Rick Perry’s presidential campaign is running on fumes. Or is it?

After raising just over $1 million as of the end of June, reports say the former longtime Texas governor has stopped paying his staff, suggesting that his funds are all but drained. Yet aides close to the campaign say super PACs supporting Mr. Perry’s candidacy remain flush, an indication that his White House bid is far from dead on its feet.

“Oh God yes, full steam ahead. Because we raised $16.8 million” through last month, Austin Barbour, senior adviser to Perry's super PACs, told the National Journal. “We raised as much money as possible so that we would have the ability to spend it in whatever way we needed to spend it.”

The odd asymmetry between official campaign cash and outside funds is a new reality in modern politics, where super PACs reign supreme. As The Christian Science Monitor reported in early August:

Of the $388 million raised for presidential campaigns, the majority is being streamed to super PACs – external groups that, for five years now, have not been limited in the amount of contributions they can accept from individual donors. Nearly all of the candidates have been encouraging their donors to give to these committees, according to The Associated Press.

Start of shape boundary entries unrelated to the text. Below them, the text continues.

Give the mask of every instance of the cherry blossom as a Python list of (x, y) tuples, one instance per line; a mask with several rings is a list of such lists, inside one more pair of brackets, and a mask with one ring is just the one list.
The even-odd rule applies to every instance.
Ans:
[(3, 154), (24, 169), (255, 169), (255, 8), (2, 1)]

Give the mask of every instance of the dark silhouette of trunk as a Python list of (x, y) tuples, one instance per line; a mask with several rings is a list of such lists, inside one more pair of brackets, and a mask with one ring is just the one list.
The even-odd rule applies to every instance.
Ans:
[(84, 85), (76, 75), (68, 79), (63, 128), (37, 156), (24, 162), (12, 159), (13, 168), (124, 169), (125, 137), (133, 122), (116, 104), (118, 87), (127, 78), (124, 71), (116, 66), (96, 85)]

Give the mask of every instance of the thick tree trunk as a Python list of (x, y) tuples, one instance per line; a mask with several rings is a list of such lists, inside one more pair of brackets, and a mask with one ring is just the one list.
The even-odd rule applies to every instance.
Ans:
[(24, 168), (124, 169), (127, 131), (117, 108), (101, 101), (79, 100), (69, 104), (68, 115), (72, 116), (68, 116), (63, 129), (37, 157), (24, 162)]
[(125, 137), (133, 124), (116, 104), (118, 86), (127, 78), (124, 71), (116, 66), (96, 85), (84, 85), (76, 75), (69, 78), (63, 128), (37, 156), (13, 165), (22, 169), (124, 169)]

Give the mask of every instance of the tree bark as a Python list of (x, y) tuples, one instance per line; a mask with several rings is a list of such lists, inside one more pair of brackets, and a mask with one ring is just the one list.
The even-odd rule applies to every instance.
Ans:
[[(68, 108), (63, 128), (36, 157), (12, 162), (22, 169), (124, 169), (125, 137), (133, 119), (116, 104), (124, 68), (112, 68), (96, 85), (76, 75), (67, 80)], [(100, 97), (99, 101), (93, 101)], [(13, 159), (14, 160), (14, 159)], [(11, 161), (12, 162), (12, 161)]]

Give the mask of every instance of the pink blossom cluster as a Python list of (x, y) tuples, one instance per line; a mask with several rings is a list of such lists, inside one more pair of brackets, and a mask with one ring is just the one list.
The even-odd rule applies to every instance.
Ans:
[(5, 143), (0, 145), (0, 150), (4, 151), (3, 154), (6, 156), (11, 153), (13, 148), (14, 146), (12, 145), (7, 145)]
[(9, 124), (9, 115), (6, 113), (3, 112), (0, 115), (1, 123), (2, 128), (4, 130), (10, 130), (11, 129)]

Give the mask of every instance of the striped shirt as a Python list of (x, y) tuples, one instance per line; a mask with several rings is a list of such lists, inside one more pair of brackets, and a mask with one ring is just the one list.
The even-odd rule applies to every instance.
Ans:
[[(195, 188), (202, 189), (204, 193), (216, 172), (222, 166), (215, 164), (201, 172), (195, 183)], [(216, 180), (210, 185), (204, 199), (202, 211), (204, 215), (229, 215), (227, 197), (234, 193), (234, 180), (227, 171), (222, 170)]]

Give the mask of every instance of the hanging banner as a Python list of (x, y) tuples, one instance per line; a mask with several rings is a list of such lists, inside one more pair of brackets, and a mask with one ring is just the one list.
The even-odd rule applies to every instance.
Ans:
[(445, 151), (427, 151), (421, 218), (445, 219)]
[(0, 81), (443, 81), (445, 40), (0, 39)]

Donations to individual candidates cannot exceed $2,700 but super PACs can receive unlimited amounts.

Republicans in particular have relied heavily on such groups for this campaign, according to the New York Times, which analyzed Federal Election Commission reports and Internal Revenue Service records.

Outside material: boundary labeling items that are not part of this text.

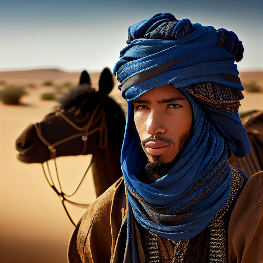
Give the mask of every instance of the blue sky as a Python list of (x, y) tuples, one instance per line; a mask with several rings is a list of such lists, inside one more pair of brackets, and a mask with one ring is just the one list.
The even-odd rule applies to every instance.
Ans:
[(261, 0), (0, 0), (0, 70), (112, 70), (128, 26), (162, 13), (234, 31), (245, 49), (239, 71), (263, 70)]

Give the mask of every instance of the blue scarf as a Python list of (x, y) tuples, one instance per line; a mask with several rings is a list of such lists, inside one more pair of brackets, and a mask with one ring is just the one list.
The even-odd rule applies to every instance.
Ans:
[[(113, 71), (128, 103), (121, 157), (129, 204), (122, 225), (127, 230), (124, 262), (139, 261), (135, 219), (152, 232), (174, 241), (187, 240), (200, 233), (229, 197), (232, 173), (228, 150), (241, 150), (243, 155), (249, 150), (238, 114), (203, 107), (184, 88), (207, 81), (243, 89), (233, 77), (238, 74), (233, 64), (235, 55), (217, 46), (218, 34), (213, 27), (193, 24), (195, 31), (179, 40), (133, 39), (147, 34), (150, 31), (147, 28), (156, 28), (159, 20), (175, 19), (171, 16), (158, 14), (150, 23), (145, 20), (131, 26), (130, 44), (121, 51)], [(232, 77), (226, 79), (222, 73)], [(150, 89), (171, 83), (180, 88), (192, 105), (193, 134), (167, 174), (146, 184), (141, 178), (146, 156), (133, 131), (132, 102)], [(235, 139), (230, 134), (233, 131)]]

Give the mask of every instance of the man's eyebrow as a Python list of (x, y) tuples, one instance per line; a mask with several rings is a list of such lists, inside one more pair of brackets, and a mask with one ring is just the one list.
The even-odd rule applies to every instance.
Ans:
[[(187, 99), (182, 97), (179, 97), (176, 96), (173, 97), (168, 99), (164, 99), (162, 100), (158, 100), (156, 101), (158, 104), (162, 104), (162, 103), (169, 103), (169, 102), (172, 102), (176, 101), (186, 101)], [(134, 99), (132, 101), (132, 103), (134, 104), (143, 104), (143, 103), (151, 103), (151, 101), (148, 100), (143, 100), (141, 99)]]
[(156, 101), (156, 102), (158, 104), (162, 104), (162, 103), (168, 103), (169, 102), (172, 102), (176, 101), (186, 101), (187, 100), (186, 99), (183, 98), (182, 97), (173, 97), (169, 99), (165, 99), (163, 100), (158, 100)]

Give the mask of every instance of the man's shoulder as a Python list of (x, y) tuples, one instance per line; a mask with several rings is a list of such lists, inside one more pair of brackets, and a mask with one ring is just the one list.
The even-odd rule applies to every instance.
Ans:
[[(240, 194), (230, 218), (229, 262), (263, 261), (263, 171), (252, 175)], [(236, 261), (236, 260), (237, 261)]]

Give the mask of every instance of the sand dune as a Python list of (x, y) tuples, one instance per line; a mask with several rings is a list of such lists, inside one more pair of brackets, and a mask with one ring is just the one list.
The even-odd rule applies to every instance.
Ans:
[[(256, 80), (262, 84), (262, 72), (243, 72), (240, 77), (243, 82)], [(40, 165), (25, 164), (17, 160), (14, 143), (27, 125), (41, 120), (57, 104), (40, 99), (44, 89), (41, 86), (43, 82), (51, 80), (56, 85), (66, 81), (76, 83), (79, 75), (79, 73), (54, 69), (0, 72), (0, 82), (7, 84), (26, 85), (34, 83), (37, 85), (35, 89), (27, 89), (28, 95), (21, 100), (22, 103), (29, 106), (6, 105), (0, 102), (1, 262), (66, 262), (67, 244), (73, 226), (60, 200), (46, 181)], [(98, 86), (99, 76), (98, 73), (90, 74), (95, 86)], [(117, 89), (118, 85), (115, 81), (111, 95), (124, 108), (126, 103)], [(245, 91), (244, 94), (240, 111), (263, 109), (263, 93)], [(71, 191), (77, 185), (90, 159), (88, 156), (58, 158), (58, 167), (66, 191)], [(89, 173), (74, 200), (89, 202), (95, 198)], [(76, 221), (84, 212), (72, 207), (69, 210)]]

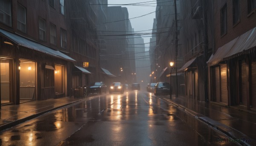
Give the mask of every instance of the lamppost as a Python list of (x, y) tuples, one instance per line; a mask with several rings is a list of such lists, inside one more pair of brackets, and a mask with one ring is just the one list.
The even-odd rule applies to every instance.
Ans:
[(170, 66), (171, 66), (171, 69), (170, 70), (170, 99), (172, 99), (172, 69), (174, 65), (174, 62), (173, 61), (170, 62)]

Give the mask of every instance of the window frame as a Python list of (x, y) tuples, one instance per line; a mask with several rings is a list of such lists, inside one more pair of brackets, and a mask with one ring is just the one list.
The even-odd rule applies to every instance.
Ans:
[[(42, 28), (40, 28), (40, 20), (44, 21), (44, 30)], [(44, 32), (44, 40), (43, 39), (43, 38), (41, 39), (40, 38), (40, 31), (43, 31)], [(45, 19), (43, 19), (43, 18), (41, 17), (39, 17), (38, 18), (38, 38), (39, 40), (42, 40), (44, 41), (46, 41), (46, 21)]]
[[(26, 11), (26, 11), (26, 8), (25, 7), (23, 6), (22, 6), (21, 4), (20, 4), (19, 3), (18, 3), (17, 5), (18, 5), (17, 6), (18, 8), (19, 6), (20, 6), (20, 7), (22, 7), (22, 8), (24, 9), (24, 10), (25, 11), (24, 11), (24, 14), (25, 14), (25, 17), (25, 17), (25, 21), (24, 21), (25, 22), (24, 23), (23, 23), (22, 22), (21, 22), (19, 20), (18, 20), (18, 18), (19, 18), (18, 16), (19, 16), (19, 14), (17, 14), (17, 29), (18, 29), (18, 30), (19, 30), (19, 31), (21, 31), (22, 32), (23, 32), (24, 33), (26, 33), (26, 31), (27, 31), (27, 29), (26, 29), (26, 26), (26, 26), (26, 20), (27, 20), (27, 19), (26, 19)], [(19, 11), (19, 9), (18, 8), (17, 9), (17, 13), (18, 14), (20, 14), (21, 13), (20, 11)], [(25, 30), (23, 31), (23, 30), (21, 30), (22, 29), (19, 29), (19, 27), (18, 27), (18, 26), (19, 26), (18, 24), (19, 24), (19, 23), (20, 23), (23, 24), (25, 26), (25, 27), (24, 27), (25, 28)]]
[[(65, 41), (63, 41), (63, 32), (64, 32), (64, 31), (64, 31), (65, 32)], [(67, 49), (67, 30), (66, 30), (65, 29), (64, 29), (61, 28), (61, 47), (62, 48), (64, 48), (64, 49)], [(66, 46), (63, 46), (63, 42), (65, 42), (66, 43)]]
[[(53, 36), (52, 34), (52, 31), (51, 31), (51, 26), (53, 26), (55, 29), (55, 36)], [(56, 25), (54, 25), (53, 23), (50, 23), (50, 29), (49, 29), (49, 31), (50, 31), (50, 43), (51, 44), (52, 44), (52, 45), (54, 45), (55, 46), (57, 45), (57, 29), (56, 29)], [(55, 43), (52, 43), (52, 37), (53, 36), (53, 37), (55, 37)]]
[(227, 34), (227, 3), (223, 6), (220, 11), (221, 36)]
[[(8, 12), (6, 12), (5, 11), (4, 11), (3, 9), (0, 9), (0, 14), (2, 13), (3, 14), (3, 21), (2, 21), (0, 19), (0, 22), (3, 23), (3, 24), (5, 24), (8, 26), (12, 26), (12, 0), (10, 0), (9, 1), (8, 1), (8, 2), (9, 2), (10, 3), (8, 3), (10, 5), (10, 7), (9, 8), (9, 9), (8, 10), (8, 11), (9, 11)], [(6, 15), (8, 15), (9, 17), (9, 17), (9, 22), (7, 22), (8, 20), (6, 21), (6, 20), (7, 20), (8, 19), (6, 19), (6, 18), (7, 17), (6, 17)], [(6, 20), (6, 21), (5, 21), (5, 20)]]
[[(61, 0), (63, 0), (64, 2), (64, 4), (63, 5), (62, 5), (61, 4)], [(61, 14), (63, 14), (63, 15), (65, 15), (65, 0), (60, 0), (59, 1), (60, 2), (60, 12), (61, 13)], [(62, 12), (62, 8), (63, 8), (63, 12)]]
[(232, 5), (233, 25), (235, 26), (240, 21), (240, 0), (233, 0)]
[[(52, 4), (51, 3), (52, 2), (52, 3), (53, 3)], [(50, 6), (55, 9), (55, 0), (49, 0), (49, 5), (50, 5)]]

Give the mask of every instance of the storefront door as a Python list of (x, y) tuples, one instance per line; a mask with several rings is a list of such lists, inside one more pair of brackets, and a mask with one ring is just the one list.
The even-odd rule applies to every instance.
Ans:
[(0, 57), (1, 104), (13, 100), (13, 60)]

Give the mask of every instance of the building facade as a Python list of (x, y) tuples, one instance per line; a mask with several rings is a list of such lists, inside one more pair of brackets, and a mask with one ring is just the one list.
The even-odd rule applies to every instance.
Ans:
[(100, 80), (96, 33), (88, 31), (95, 27), (95, 8), (70, 2), (0, 1), (1, 105), (70, 96)]
[(210, 100), (256, 109), (256, 2), (214, 0)]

In Perry’s case, two wealthy Texans – retired data company founder Darwin Deason and pipeline company executive Kelcy L. Warren – are largely responsible for backing his two super PACs, Opportunity and Freedom and Opportunity and Freedom I, Politico reports. Between them, Mr. Deason and Mr. Warren contributed $11 million of the $12.8 million the two groups raised in the first half of the year.

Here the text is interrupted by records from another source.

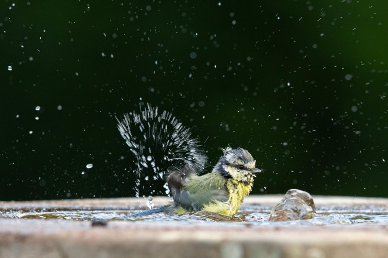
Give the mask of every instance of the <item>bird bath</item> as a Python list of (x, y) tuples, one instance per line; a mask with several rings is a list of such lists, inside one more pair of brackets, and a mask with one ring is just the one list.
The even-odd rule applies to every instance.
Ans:
[[(385, 257), (388, 253), (388, 199), (313, 196), (314, 219), (268, 221), (282, 197), (246, 198), (232, 220), (200, 215), (126, 218), (147, 208), (142, 198), (0, 202), (0, 257)], [(156, 197), (153, 202), (157, 206), (167, 200)]]

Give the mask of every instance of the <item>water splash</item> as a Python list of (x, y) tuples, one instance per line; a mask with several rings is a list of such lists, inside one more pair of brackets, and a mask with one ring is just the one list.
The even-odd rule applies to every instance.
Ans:
[[(172, 113), (160, 113), (158, 107), (147, 104), (144, 109), (141, 106), (139, 112), (133, 111), (121, 120), (116, 119), (117, 128), (136, 158), (133, 171), (137, 177), (134, 188), (137, 197), (155, 194), (155, 190), (150, 189), (152, 184), (149, 178), (164, 180), (166, 173), (183, 166), (197, 173), (203, 169), (207, 157), (199, 141)], [(148, 187), (147, 181), (151, 184)], [(168, 194), (166, 186), (164, 187)]]

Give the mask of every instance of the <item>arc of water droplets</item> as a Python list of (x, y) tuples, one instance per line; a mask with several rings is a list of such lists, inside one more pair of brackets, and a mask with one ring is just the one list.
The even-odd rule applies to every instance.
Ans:
[[(190, 128), (184, 126), (171, 113), (163, 111), (159, 114), (158, 107), (153, 107), (147, 104), (145, 109), (141, 107), (139, 113), (125, 114), (121, 121), (116, 118), (120, 133), (136, 158), (135, 172), (138, 178), (143, 168), (148, 167), (146, 161), (149, 159), (146, 158), (145, 153), (147, 150), (150, 152), (150, 144), (161, 146), (165, 153), (164, 159), (171, 162), (170, 169), (185, 166), (196, 173), (203, 169), (207, 157), (199, 141), (193, 137)], [(135, 135), (134, 131), (137, 130), (141, 132), (140, 137)], [(164, 171), (161, 171), (154, 162), (151, 166), (157, 179), (162, 179)], [(136, 180), (136, 184), (140, 184), (139, 180)]]

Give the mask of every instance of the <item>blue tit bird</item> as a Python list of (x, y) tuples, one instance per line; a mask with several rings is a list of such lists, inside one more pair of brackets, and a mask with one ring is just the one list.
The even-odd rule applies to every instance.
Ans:
[(129, 217), (159, 212), (182, 214), (204, 211), (223, 216), (235, 216), (261, 170), (246, 150), (241, 148), (222, 149), (224, 155), (211, 172), (200, 176), (190, 166), (170, 173), (167, 182), (174, 200), (170, 204)]

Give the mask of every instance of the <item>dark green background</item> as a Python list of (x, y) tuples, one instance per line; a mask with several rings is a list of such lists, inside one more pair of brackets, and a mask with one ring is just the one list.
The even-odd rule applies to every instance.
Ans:
[(114, 116), (147, 102), (255, 194), (388, 197), (388, 2), (102, 3), (1, 1), (0, 199), (133, 196)]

A third super PAC, created in July, collected another $4 million from a single donor, according to CNN.

“Here are the facts: We have plenty of money to put [Perry] in position to finish in the top three or even win Iowa,” Mr. Barbour told the Times.  

But Perry’s campaign staff may have to work for free to get him there: Federal Election Commission regulations require aides to take a 120-day cooling off period before they can be involved in a super PAC’s activities. The campaign is also cutting expenditures down to the bare essentials while hoping for a breakthrough moment that could boost fundraising, perhaps in the Sept. 16 debate, the Washington Post reports.

How that might affect Perry’s bid remains unclear, but “there's no way to spin this that's positive,” Texas Republican strategist Matt Mackowiak told the National Journal. Perry already faces what pundits call an “uphill slog” after an ill-fated first White House attempt in 2011.

“He starts off behind the starting line; he’s got a lot to prove,” Bruce Buchanan, a political scientist at the University of Texas in Austin, told the Monitor.

Still, most of Perry’s aides have stuck with him even after campaign manager Jeff Miller told staff Friday that they would no longer be paid and are free to look for other jobs, according to the Post.

“Pay is only one reason people do this,” Katon Dawson, Perry's South Carolina state director, told the Journal. “We'll be able to live off the land for a while.”